The bill also would include $25 million each year to fight fraud and abuse in Medicaid.

The seven regulations put forward by the administration would together save Medicaid about $17.8 billion over five years, according to the CBO. They are intended to:

  • Limit state Medicaid payments to public hospitals, which would reduce federal payments as well.
  • Narrow the services the government would pay for under case management plans that some states provide patients.
  • Prohibit federal reimbursement for the costs of transporting Medicaid-eligible children to school and administering Medicaid services at schools.
  • Narrow the types of "rehabilitative" services that the federal government would pay for.
  • End federal Medicaid reimbursement for students at teaching hospitals.
  • Narrow outpatient hospital services eligible for federal reimbursement.
  • Limit taxes that some states charge health providers as a way to reduce Medicaid's draw on their budgets.


The rule on case management is already in effect; others would take effect shortly. Dingell's bill would postpone the seven regulations until April 2009, after a new president is in office.
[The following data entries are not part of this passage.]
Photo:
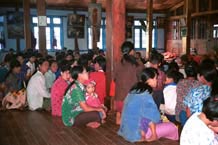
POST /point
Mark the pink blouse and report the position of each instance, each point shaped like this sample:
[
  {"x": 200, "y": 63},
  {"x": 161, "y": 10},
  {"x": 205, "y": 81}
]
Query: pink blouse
[
  {"x": 93, "y": 101},
  {"x": 57, "y": 94}
]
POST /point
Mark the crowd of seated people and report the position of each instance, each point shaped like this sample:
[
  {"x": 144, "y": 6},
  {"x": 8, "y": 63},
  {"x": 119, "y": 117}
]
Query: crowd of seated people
[{"x": 151, "y": 96}]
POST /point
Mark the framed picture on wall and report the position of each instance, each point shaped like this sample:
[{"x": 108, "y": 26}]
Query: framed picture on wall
[
  {"x": 160, "y": 22},
  {"x": 75, "y": 26},
  {"x": 15, "y": 25},
  {"x": 94, "y": 15}
]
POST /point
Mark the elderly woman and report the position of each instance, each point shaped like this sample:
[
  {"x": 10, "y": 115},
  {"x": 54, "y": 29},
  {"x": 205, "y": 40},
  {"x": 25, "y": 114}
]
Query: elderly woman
[{"x": 140, "y": 119}]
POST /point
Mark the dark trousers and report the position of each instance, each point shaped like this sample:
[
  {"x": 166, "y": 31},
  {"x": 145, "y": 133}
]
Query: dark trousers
[{"x": 87, "y": 117}]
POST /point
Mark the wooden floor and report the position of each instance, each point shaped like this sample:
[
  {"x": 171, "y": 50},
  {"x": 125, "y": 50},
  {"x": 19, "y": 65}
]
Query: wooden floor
[{"x": 40, "y": 128}]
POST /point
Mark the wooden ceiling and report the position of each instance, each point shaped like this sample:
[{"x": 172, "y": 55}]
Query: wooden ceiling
[{"x": 131, "y": 5}]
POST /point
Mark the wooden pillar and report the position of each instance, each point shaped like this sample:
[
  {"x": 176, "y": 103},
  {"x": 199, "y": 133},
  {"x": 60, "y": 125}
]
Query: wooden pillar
[
  {"x": 115, "y": 36},
  {"x": 149, "y": 27},
  {"x": 27, "y": 29},
  {"x": 94, "y": 41},
  {"x": 41, "y": 11},
  {"x": 188, "y": 6}
]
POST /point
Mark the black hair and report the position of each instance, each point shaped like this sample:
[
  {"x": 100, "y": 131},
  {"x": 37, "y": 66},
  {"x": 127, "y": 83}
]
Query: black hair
[
  {"x": 41, "y": 61},
  {"x": 142, "y": 85},
  {"x": 208, "y": 70},
  {"x": 175, "y": 75},
  {"x": 51, "y": 62},
  {"x": 191, "y": 69},
  {"x": 126, "y": 48},
  {"x": 65, "y": 67},
  {"x": 75, "y": 71},
  {"x": 156, "y": 58},
  {"x": 214, "y": 87},
  {"x": 173, "y": 66},
  {"x": 14, "y": 63},
  {"x": 101, "y": 61},
  {"x": 210, "y": 108}
]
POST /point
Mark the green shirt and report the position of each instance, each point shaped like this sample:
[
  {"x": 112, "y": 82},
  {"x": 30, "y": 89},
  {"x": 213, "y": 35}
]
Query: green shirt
[{"x": 71, "y": 103}]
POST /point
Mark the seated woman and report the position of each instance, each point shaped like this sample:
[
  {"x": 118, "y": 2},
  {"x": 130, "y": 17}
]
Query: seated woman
[
  {"x": 75, "y": 111},
  {"x": 15, "y": 97},
  {"x": 58, "y": 90},
  {"x": 140, "y": 119}
]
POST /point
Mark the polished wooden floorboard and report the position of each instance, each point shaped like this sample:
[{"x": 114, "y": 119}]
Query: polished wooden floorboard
[{"x": 40, "y": 128}]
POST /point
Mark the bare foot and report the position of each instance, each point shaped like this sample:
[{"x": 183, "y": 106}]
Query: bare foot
[
  {"x": 93, "y": 124},
  {"x": 103, "y": 121}
]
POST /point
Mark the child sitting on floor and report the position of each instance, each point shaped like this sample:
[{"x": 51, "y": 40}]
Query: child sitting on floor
[
  {"x": 91, "y": 97},
  {"x": 170, "y": 95}
]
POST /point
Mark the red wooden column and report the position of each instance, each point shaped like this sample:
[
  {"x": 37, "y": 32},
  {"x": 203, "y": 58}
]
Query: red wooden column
[
  {"x": 188, "y": 6},
  {"x": 115, "y": 36},
  {"x": 27, "y": 33},
  {"x": 149, "y": 26},
  {"x": 41, "y": 11}
]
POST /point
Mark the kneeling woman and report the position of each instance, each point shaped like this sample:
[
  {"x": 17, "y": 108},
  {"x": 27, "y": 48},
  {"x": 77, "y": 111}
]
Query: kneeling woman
[
  {"x": 140, "y": 119},
  {"x": 75, "y": 111}
]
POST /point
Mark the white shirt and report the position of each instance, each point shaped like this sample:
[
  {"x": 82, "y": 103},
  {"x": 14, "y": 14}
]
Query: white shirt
[
  {"x": 50, "y": 77},
  {"x": 196, "y": 132},
  {"x": 31, "y": 66},
  {"x": 170, "y": 97},
  {"x": 36, "y": 91}
]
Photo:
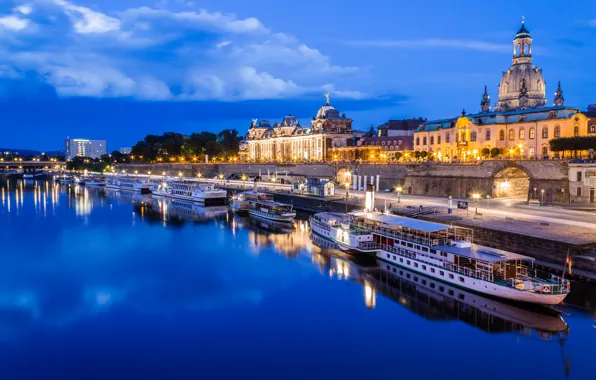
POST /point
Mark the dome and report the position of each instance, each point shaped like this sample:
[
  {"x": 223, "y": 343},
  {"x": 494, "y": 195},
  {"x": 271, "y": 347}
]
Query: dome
[
  {"x": 522, "y": 85},
  {"x": 290, "y": 121}
]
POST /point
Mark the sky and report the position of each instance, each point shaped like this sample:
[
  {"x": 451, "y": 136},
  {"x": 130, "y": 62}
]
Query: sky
[{"x": 119, "y": 70}]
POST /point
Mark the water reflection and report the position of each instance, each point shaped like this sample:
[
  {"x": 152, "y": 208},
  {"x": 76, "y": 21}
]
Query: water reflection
[{"x": 97, "y": 253}]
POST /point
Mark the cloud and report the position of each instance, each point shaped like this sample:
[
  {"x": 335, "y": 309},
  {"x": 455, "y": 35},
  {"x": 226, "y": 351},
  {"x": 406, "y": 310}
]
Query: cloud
[
  {"x": 433, "y": 42},
  {"x": 13, "y": 22},
  {"x": 160, "y": 54}
]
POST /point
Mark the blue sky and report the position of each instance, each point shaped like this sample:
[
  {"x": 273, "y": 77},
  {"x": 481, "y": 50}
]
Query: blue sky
[{"x": 121, "y": 69}]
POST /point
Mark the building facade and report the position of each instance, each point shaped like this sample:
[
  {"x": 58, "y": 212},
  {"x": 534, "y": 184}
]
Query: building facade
[
  {"x": 520, "y": 125},
  {"x": 85, "y": 148},
  {"x": 329, "y": 137}
]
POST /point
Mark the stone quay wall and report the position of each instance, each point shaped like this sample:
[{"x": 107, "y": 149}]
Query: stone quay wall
[{"x": 434, "y": 179}]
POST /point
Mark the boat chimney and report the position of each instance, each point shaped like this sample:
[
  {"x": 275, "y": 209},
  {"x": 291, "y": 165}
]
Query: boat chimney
[{"x": 369, "y": 198}]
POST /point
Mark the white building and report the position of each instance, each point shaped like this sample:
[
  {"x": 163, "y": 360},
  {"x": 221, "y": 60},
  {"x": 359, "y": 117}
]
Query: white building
[
  {"x": 582, "y": 182},
  {"x": 85, "y": 148}
]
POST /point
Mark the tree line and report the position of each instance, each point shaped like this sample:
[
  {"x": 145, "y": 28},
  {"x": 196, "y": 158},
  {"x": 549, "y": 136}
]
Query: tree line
[{"x": 172, "y": 146}]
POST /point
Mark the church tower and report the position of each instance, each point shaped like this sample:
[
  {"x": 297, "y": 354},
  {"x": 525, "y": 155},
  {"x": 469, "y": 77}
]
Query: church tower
[
  {"x": 485, "y": 103},
  {"x": 559, "y": 99},
  {"x": 522, "y": 85}
]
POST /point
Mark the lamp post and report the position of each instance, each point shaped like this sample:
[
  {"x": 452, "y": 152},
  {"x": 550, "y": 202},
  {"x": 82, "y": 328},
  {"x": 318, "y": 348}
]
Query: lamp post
[
  {"x": 476, "y": 197},
  {"x": 347, "y": 184}
]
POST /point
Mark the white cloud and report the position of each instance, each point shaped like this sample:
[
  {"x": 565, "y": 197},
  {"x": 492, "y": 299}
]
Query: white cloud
[
  {"x": 86, "y": 20},
  {"x": 25, "y": 9},
  {"x": 13, "y": 23},
  {"x": 159, "y": 54},
  {"x": 432, "y": 42}
]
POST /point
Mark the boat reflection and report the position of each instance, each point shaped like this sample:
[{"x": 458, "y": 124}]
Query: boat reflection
[{"x": 438, "y": 301}]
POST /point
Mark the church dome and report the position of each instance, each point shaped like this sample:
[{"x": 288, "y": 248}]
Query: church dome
[{"x": 522, "y": 85}]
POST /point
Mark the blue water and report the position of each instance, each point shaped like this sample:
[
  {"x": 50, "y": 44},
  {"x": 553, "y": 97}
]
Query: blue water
[{"x": 97, "y": 285}]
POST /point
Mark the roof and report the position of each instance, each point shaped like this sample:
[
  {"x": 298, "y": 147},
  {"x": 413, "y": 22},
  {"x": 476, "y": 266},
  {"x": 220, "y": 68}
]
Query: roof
[
  {"x": 479, "y": 252},
  {"x": 414, "y": 224}
]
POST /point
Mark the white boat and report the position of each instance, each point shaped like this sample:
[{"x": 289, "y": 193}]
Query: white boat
[
  {"x": 134, "y": 184},
  {"x": 241, "y": 203},
  {"x": 95, "y": 182},
  {"x": 279, "y": 212},
  {"x": 192, "y": 191},
  {"x": 442, "y": 252}
]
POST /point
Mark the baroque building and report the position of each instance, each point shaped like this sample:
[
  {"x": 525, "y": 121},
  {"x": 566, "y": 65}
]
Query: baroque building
[
  {"x": 329, "y": 137},
  {"x": 520, "y": 125}
]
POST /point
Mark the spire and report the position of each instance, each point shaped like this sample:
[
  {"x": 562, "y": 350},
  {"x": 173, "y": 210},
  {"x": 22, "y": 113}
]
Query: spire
[
  {"x": 559, "y": 99},
  {"x": 485, "y": 103}
]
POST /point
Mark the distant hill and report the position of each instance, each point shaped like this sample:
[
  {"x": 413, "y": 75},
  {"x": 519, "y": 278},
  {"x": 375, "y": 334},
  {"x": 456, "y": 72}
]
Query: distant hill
[{"x": 29, "y": 152}]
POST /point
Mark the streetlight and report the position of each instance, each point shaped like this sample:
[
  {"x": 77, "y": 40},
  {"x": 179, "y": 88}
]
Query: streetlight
[{"x": 476, "y": 197}]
A similar bill (S 2819) has been introduced in the Senate by Edward M. Kennedy, D-Mass.; John D. Rockefeller IV, D-W.Va.; and Olympia J. Snowe, R-Maine. In addition to the rules targeted by the Dingell bill, it would postpone two others: one involving a board that hears appeals of Health and Human Services policies and another regarding the State Children's Health Insurance Program.

Rockefeller is expected to press the Bush administration on Medicaid regulations later today, when Dennis G. Smith, director of the Center for Medicaid and State Operations at the Centers for Medicare and Medicaid Service, is scheduled to appear before Senate Finance.